Access and Feeds

Security: Apple’s Highly-Secure ‘Walled Garden’ is a Gift to Elite Hackers

By Dick Weisinger

The Apple iPhone has a reputation as being a super-secure device. It’s locked down to the point where hackers have a very hard time trying to break in. But there is a flip side to having this level of security. Once hackers do manage to break into a phone, Apple’s security defenses actually are there to protect the hacker from being found out.

Bill Marczak, a senior researcher at the cybersecurity watchdog Citizen Lab, told MIT Technology Review that “it’s a double-edged sword. You’re going to keep out a lot of the riffraff by making it harder to break iPhones. But the 1% of top hackers are going to find a way in and, once they’re inside, the impenetrable fortress of the iPhone protects them.”

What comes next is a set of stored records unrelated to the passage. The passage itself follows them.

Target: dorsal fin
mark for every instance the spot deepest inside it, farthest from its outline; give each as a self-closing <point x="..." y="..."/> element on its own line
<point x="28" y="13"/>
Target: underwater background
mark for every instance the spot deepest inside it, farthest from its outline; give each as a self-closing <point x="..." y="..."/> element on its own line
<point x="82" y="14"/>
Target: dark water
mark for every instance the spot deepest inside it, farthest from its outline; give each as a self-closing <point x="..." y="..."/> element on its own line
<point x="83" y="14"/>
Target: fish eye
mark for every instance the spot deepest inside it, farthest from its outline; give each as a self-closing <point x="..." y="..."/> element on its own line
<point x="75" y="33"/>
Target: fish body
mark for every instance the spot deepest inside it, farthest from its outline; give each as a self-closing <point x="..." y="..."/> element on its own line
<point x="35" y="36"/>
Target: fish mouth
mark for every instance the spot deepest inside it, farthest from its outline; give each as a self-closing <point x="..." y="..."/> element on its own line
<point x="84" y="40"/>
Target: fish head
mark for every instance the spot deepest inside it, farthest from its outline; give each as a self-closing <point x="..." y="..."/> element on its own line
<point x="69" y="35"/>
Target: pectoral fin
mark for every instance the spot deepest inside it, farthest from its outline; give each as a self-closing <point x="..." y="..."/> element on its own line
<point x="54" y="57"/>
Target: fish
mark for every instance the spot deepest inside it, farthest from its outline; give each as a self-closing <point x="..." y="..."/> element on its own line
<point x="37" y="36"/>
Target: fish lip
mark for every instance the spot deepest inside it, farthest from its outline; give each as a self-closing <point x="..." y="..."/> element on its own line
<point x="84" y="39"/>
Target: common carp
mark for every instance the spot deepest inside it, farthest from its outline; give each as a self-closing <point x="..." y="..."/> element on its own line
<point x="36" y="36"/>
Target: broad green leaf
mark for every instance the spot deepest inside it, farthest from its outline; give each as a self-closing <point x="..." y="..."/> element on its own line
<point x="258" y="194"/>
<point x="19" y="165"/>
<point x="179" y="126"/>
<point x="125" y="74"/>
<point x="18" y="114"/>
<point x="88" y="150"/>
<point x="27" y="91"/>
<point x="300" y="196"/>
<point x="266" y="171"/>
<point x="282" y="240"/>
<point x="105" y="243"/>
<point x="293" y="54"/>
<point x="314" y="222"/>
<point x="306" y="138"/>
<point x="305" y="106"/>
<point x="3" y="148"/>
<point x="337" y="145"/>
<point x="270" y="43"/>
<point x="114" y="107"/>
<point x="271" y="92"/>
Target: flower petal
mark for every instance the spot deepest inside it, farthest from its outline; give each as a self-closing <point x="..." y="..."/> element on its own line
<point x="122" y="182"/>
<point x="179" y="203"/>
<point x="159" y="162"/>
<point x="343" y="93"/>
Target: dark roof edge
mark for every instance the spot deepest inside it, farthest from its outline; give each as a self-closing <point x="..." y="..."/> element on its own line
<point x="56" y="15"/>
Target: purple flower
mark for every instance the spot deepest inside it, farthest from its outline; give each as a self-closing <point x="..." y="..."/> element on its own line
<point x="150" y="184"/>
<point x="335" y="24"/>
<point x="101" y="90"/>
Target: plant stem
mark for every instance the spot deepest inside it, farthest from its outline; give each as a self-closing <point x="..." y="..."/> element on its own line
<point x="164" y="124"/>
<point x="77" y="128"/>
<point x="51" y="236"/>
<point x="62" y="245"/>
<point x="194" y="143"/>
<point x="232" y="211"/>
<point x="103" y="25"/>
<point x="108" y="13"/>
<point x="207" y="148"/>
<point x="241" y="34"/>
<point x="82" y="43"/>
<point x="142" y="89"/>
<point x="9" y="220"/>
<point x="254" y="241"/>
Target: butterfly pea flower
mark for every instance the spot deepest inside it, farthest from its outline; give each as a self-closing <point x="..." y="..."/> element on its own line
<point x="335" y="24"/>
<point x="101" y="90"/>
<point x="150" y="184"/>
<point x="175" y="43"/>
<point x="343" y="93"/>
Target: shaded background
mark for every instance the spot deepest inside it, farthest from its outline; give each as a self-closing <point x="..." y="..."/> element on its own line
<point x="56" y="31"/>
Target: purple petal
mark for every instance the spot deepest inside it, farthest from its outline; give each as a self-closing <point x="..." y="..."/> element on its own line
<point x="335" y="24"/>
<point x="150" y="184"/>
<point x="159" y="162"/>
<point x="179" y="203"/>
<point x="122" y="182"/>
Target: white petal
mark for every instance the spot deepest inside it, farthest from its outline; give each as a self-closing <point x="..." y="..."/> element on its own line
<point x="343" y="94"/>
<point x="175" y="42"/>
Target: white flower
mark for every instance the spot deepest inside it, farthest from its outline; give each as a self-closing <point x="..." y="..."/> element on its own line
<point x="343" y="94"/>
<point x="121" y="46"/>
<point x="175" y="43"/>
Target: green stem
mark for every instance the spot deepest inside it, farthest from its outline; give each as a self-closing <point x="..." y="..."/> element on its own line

Marczak said that “the best hackers have their own millions to buy or develop zero-click exploits that let them take over iPhones invisibly. These allow attackers to burrow into the restricted parts of the phone without ever giving the target any indication of having been compromised. And once they’re that deep inside, the security becomes a barrier that keeps investigators from spotting or understanding nefarious behavior.”

It may be counterintuitive, but as Apple increasingly has made their devices more secure, that same high level of security also makes it much more difficult for good guys to track or audit any irregularities or intruder activities on the device.